Anyway, the last couple months I was filled with stress and emotions. I still feel some of this but things are getting better. In the last couple of months I have gained weight, snacked my life away, and have been drinking a lot.
My Timehop actually motivated me this morning.
This side by side motivated me because I do not want to be the person on the left hand side. I was so unhealthy on the left hand side. I had not confidence because I could not wear the clothes I wanted. I ate what I want and drank what I wanted..but I was slowly killing myself. I was 232 lbs.
I am afraid I will go back to this path. I am falling into old habits hard. I am not working out, I am drinking a lot (even by myself) and I am snacking on foods like sweets and chips. I am unhappy..so enough is enough.

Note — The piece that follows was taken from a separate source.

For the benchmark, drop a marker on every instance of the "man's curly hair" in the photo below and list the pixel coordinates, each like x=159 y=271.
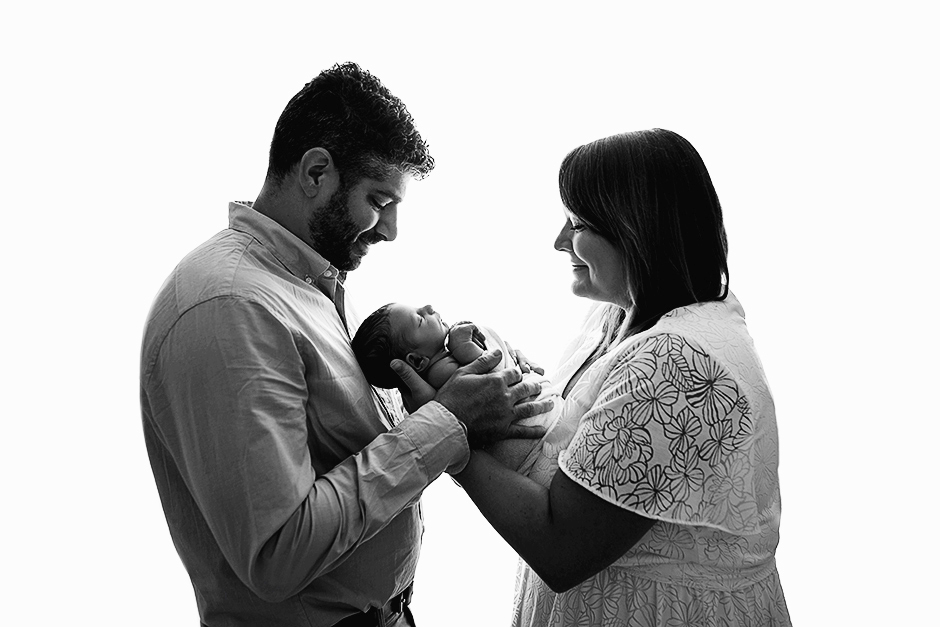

I decided to put on workout clothes and hit the gym. Normally, the last couple of month; I would have just sat at home on a day off. I decided to put on my new sneakers and workout tank top and go to the gym.
What I need to do is treat the gym like it is my job. I need to make a schedule and stick to it. If I do not clock in, then I need to act like I am got to get fired. I need to change things with working out.
I need to change things with snacking. I am snacking of things that are normal but then I will go through the fridge and try to eat things that shouldn’t be smacked on like bread or cheese.
I also have been drinking a lot. I used to be a social drinker but now I find myself drinking alone. This is not healthy. I used to not drink at home either. This needs to stop.
I am going to change. This has been going on for too long. I need to be healthy again.